Her lips sipped at the dark wine and she paused "What is your name".

He had been sitting there, absent mindedly watching her bruised cheeks rise and fall with painful chewing. The words halted his thoughts of tracing the pain from her jaws away.

If he told her it would shatter the illusion, make him human. He would be forced to explain. Forced to let her in.

"Erik." It felt raspy to say.

The array of questions he expected never came, and she continued to drink in silence. He cleared his throat.

"How old are you?"

She looked up at him, and stared at the pearl mask she had readily avoided eye contact with before.

"20"

Her body looked strained, and worn. It was hard to believe someone so hurt by the world had spent so little time in it. Things had been the same for him.

"and you, my angel?" the sentence came out shakily.

"I am 35." His hands played with a stray fiber on the table cloth. It bothered him a little, that she was so young. Yet he supposed they were both aged from cruel experiences.

He looked up and saw her plate cleaned, those marvelous green eyes staring at him, telling him everything and leaving him lost all the same. They sagged a little at the ends, he recognized the look before, behind someone else's brown and perfect curls.

Thoughts of _her _corrupted this memory.

She felt surprised as his hand ensnared hers and lifted her from the table. The warmth extending to her hips as another palm met her waist and began guiding her tired structure through the place.

It was sickening to feel the bones poking through her dress.

She leaned to and fro, and gripped his arm for support as she walked. When suddenly they stopped at a series of steps. They rerouted from here to the center of a large room, edging further and further from a door down the hall.

He had almost done it. The swan bed was not meant for her. She was nothing like… She wasn't _Christine_. He wouldn't make her into Christine.

Pain burned his systems as he thought the name. She would have to sleep in… no the floor was much better than that.

He scooped up her teetering body to his chest. Things would be simpler for her. The bond was sealed when she fell asleep in his arms.

No.
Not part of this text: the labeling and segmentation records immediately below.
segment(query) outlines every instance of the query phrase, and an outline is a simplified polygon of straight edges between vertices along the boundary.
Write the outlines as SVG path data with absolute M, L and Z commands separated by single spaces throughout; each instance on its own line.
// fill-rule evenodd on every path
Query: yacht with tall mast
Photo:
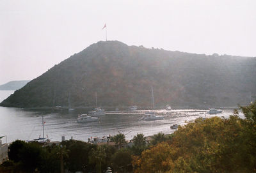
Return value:
M 39 135 L 39 137 L 38 139 L 35 139 L 32 140 L 27 140 L 28 142 L 38 142 L 39 143 L 45 143 L 45 142 L 50 142 L 50 139 L 48 138 L 48 135 L 46 135 L 46 137 L 44 137 L 44 124 L 45 122 L 44 121 L 44 116 L 42 117 L 42 124 L 43 126 L 43 137 L 41 137 L 41 135 Z
M 90 111 L 88 112 L 90 116 L 105 116 L 105 110 L 100 107 L 98 107 L 98 101 L 97 99 L 97 92 L 95 92 L 95 102 L 96 102 L 96 107 L 94 110 Z
M 154 101 L 154 91 L 153 87 L 151 87 L 152 93 L 152 102 L 153 105 L 153 111 L 145 112 L 144 116 L 140 118 L 140 120 L 157 120 L 157 119 L 163 119 L 164 117 L 162 116 L 156 116 L 155 114 L 155 102 Z

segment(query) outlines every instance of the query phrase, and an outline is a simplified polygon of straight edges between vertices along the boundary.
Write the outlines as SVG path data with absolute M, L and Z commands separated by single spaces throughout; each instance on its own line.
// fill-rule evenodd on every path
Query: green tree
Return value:
M 89 156 L 92 149 L 97 149 L 96 145 L 75 140 L 62 142 L 61 144 L 65 146 L 68 150 L 67 168 L 69 171 L 76 172 L 84 169 L 92 171 L 93 169 L 94 165 L 89 163 Z
M 20 150 L 20 162 L 24 170 L 33 172 L 40 170 L 45 166 L 44 163 L 47 158 L 47 153 L 38 142 L 26 144 Z
M 99 146 L 97 149 L 92 149 L 90 162 L 96 165 L 96 172 L 101 173 L 102 165 L 106 163 L 107 154 L 104 147 Z
M 26 145 L 24 141 L 20 140 L 16 140 L 13 142 L 9 146 L 9 150 L 8 151 L 8 155 L 9 160 L 13 160 L 15 162 L 19 162 L 20 161 L 20 150 Z
M 156 145 L 158 143 L 161 143 L 166 140 L 166 138 L 164 137 L 164 133 L 159 132 L 157 134 L 153 135 L 150 144 L 152 145 Z
M 118 172 L 131 172 L 132 170 L 131 162 L 131 153 L 125 149 L 117 151 L 112 158 L 113 169 Z
M 137 134 L 133 137 L 133 146 L 131 148 L 132 153 L 140 155 L 147 148 L 146 137 L 142 133 Z
M 118 146 L 118 149 L 122 147 L 123 144 L 126 144 L 125 137 L 123 133 L 115 135 L 112 140 Z

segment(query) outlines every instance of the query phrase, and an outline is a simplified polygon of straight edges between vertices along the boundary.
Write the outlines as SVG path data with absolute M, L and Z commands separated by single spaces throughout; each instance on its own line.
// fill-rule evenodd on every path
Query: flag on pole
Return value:
M 104 28 L 106 27 L 107 27 L 107 24 L 105 24 L 105 25 L 104 25 L 104 27 L 102 27 L 102 29 L 104 29 Z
She was not Christine.


	8. Chapter 8

Her hand touched piano keys and she woke startled and aching. Music hit her ears and she jumped, rolling off of a piano bench and smacking the floor.

She was swallowed in blackness and claws gripped her. She screamed and pushed away frantically. Her body shook and she sobbed. So terrified, so defenseless. Those bloody eyes begging the one who made her desperate.

They weren't claws, they were arms, powerful arms that caressed and smoothed her ratty hair. "It's all right, little dove." The words felt so true, so comforting. She leaned into the chest, not knowing what else to do.

Erik inhaled her warmth, feeling himself grow indestructible. Feeling her weak in his arms, how he held complete control; it filled him with sick, beautiful satisfaction, resurging his insatiable desire to gain more.

Each tangle of hair caught in his fingertips, and gobs of follicles attached to his black cloak. His voice rang silently in those porcelain ears, his sweet breath tickling her face; the lullaby powerful and burning, mournful and remembered.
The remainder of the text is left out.